Youngstown Schools, state debating meaning of ‘teacher’

Several Ohio educators met inside the Mahoning County Courthouse on Monday to define what it means to be a teacher. The debate centered around the appointment of Carol Staten (pictured), a part-time administrator, to the district's academic distress commission. According to the state of Ohio, the appointment had to include a Youngstown City Schools' teacher.
Several Ohio educators met inside the Mahoning County Courthouse in December to define what it means to be a teacher. The debate centered around the appointment of Carol Staten (pictured), a part-time administrator, to the district's academic distress commission. According to the state of Ohio, the commission has to include a Youngstown City Schools' teacher.


YOUNGSTOWN, Ohio (WKBN) – Several Ohio educators met inside the Mahoning County Courthouse on Monday to define what it means to be a teacher.

In mid-November, Youngstown City School Board President Brenda Kimble named Carol Staten to serve on the district’s academic distress commission, set up by the order of the state of Ohio as House Bill 70. But Staten is a substitute principal, and the teacher’s union argued the person appointed should be a teacher.

For the first time since she was appointed a month ago, Staten spoke publicly about joining the distress commission, saying even though she now works as a part-time administrator, she is aware of the role that educators play in the classroom. During her testimony, she was asked if she still considers herself a teacher.

“A teacher has many hats, and I’ve worn most of them — principal, assistant principal, supervisor — but you’re always a teacher,” she said.

Members of the Youngstown Education Association are suing to keep Staten off the commission. On Monday, lawyers for both sides argued their cases, as did a representative for the Ohio Attorney General’s Office.

The hearing revolved around two main issues: Whether Kimble could appoint Staten and whether the commission could meet without their other members.

The head of the teachers’ union said the position — one of five that will make up the commission and will help hire a new CEO for the district — should go to someone in his bargaining unit.

“We just feel that with the teachers being day-to-day in those trenches in the classrooms, dealing with the issues at hand, that they would be best served to have their voice heard,” said Youngstown Education Association President Larry Ellis.

When it was her turn on the witness stand, Kimble admitted she considered more than half-a-dozen candidates, including three teachers, before deciding on Staten. She said her priority was in saving the students and boosting academic levels.

“I felt like I need someone who was well-rounded, that I knew understood the city school district and was around the children for years,” she said.

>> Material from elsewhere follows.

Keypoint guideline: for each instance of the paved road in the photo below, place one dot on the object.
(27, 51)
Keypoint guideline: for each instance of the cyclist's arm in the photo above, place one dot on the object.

The magistrate said court orders keeping Staten from taking the appointment — and prohibiting the commission from conducting any business until all five members are seated — will remain in place for now. But Assistant Attorney General Mike Fisher, who represents the academic distress commission, argued the case is holding the district back from making improvements and needs to be dismissed.

“We lose one more year. These children lose one more year, because we’re here fighting,” he said.

Magistrate Daniel Descenzo said he will be taking that into consideration as well before making a ruling.